The neat thing about these Meet Speed Ratings is that you can use them to compare times across different meets. Using the intercept for boys and girls, I calculated the course-adjusted time for the 15 meet winners. For the individual times, I used a separate adjustment for boys and girls. This was because the differences in course adjustments for boys and girls are much larger for the very fastest runners.
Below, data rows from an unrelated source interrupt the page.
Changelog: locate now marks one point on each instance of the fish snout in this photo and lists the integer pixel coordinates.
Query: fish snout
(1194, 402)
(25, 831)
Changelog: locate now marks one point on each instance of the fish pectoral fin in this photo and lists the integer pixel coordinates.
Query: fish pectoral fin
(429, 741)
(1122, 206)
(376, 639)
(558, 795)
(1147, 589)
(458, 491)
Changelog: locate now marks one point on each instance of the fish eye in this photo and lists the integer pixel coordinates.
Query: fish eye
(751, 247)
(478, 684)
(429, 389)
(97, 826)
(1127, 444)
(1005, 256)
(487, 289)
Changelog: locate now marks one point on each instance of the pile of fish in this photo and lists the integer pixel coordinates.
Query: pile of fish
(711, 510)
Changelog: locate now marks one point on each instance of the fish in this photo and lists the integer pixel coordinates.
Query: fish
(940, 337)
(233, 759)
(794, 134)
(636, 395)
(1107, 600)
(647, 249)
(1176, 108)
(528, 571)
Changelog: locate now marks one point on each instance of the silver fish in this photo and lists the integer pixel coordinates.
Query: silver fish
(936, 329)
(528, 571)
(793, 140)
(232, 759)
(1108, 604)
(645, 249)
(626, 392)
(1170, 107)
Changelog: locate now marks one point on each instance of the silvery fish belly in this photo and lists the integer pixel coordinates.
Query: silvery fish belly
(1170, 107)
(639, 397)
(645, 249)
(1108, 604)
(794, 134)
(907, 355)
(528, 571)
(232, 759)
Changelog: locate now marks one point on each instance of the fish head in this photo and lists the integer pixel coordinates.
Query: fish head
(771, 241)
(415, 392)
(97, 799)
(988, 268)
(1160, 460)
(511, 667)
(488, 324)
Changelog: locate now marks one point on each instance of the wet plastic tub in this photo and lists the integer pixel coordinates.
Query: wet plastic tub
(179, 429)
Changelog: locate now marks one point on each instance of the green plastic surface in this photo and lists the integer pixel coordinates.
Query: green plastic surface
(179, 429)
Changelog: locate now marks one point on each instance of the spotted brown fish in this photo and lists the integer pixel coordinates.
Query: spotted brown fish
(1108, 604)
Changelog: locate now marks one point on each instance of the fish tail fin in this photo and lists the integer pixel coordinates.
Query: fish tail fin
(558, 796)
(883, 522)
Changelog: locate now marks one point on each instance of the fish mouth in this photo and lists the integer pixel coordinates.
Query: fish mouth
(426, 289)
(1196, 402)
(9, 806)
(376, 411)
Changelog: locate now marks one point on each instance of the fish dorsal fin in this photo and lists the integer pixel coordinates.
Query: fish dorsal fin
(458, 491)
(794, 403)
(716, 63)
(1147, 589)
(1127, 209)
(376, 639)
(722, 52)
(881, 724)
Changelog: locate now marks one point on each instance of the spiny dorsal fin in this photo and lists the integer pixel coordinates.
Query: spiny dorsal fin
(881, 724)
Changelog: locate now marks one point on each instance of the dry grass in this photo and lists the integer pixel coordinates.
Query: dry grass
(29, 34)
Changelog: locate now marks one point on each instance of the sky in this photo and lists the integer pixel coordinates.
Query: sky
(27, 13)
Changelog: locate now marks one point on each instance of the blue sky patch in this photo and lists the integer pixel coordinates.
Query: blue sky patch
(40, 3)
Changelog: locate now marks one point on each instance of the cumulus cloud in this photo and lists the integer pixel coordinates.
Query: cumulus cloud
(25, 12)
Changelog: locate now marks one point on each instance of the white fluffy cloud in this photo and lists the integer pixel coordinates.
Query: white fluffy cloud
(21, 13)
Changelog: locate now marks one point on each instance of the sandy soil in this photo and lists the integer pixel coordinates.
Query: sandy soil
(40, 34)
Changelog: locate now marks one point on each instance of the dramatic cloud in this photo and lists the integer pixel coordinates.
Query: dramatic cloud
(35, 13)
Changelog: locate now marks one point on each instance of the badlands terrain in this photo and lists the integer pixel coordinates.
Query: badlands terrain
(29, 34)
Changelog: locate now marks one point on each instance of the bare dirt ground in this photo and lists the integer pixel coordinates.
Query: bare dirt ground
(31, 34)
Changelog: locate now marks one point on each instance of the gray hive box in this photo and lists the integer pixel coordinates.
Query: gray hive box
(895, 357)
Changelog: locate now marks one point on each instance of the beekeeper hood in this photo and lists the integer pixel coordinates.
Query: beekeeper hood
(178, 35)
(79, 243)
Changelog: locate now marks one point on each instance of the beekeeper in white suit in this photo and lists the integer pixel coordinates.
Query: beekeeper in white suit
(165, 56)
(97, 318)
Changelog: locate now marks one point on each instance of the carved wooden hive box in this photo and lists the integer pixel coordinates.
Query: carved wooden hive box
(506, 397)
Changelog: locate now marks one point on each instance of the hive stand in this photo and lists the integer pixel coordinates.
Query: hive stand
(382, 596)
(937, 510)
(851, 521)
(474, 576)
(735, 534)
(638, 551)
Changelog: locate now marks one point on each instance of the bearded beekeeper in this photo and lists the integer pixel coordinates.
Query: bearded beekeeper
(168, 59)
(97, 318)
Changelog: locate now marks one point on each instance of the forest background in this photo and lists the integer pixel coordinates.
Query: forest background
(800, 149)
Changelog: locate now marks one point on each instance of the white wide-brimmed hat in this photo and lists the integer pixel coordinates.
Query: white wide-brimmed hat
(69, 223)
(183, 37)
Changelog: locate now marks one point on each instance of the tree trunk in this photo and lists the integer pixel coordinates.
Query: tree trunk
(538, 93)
Joe Sapone of Holy Innocents and Alex Arrambide of East Forsyth dominate the top four course-adjusted times for meet winners. Tommy Latham's very close second place finish at Coach Wood would rank fourth if it were shown. We can also see that Ben Bergey's 17:11.7 at the Milton Invitational is on the same level as Taylor Wade's 15:28.7 that he ran at Bob Blastow

On the girls' side, there may be a slightly surprising result at the top with Caroline Hood's performance at the North Georgia Championships back in August ranking an entire fifty seconds ahead of second place. While that may seem unreasonable, she actually won that race by 57 seconds over Clodagh O'Bryant and finished 80 seconds ahead of Carmel Yonas. Unfortunately, she suffered an injury after than meet and didn't run again until region. I especially enjoy the fact that the top seven results are by seven different girls, which shows how many girls battled for the fastest times throughout the season.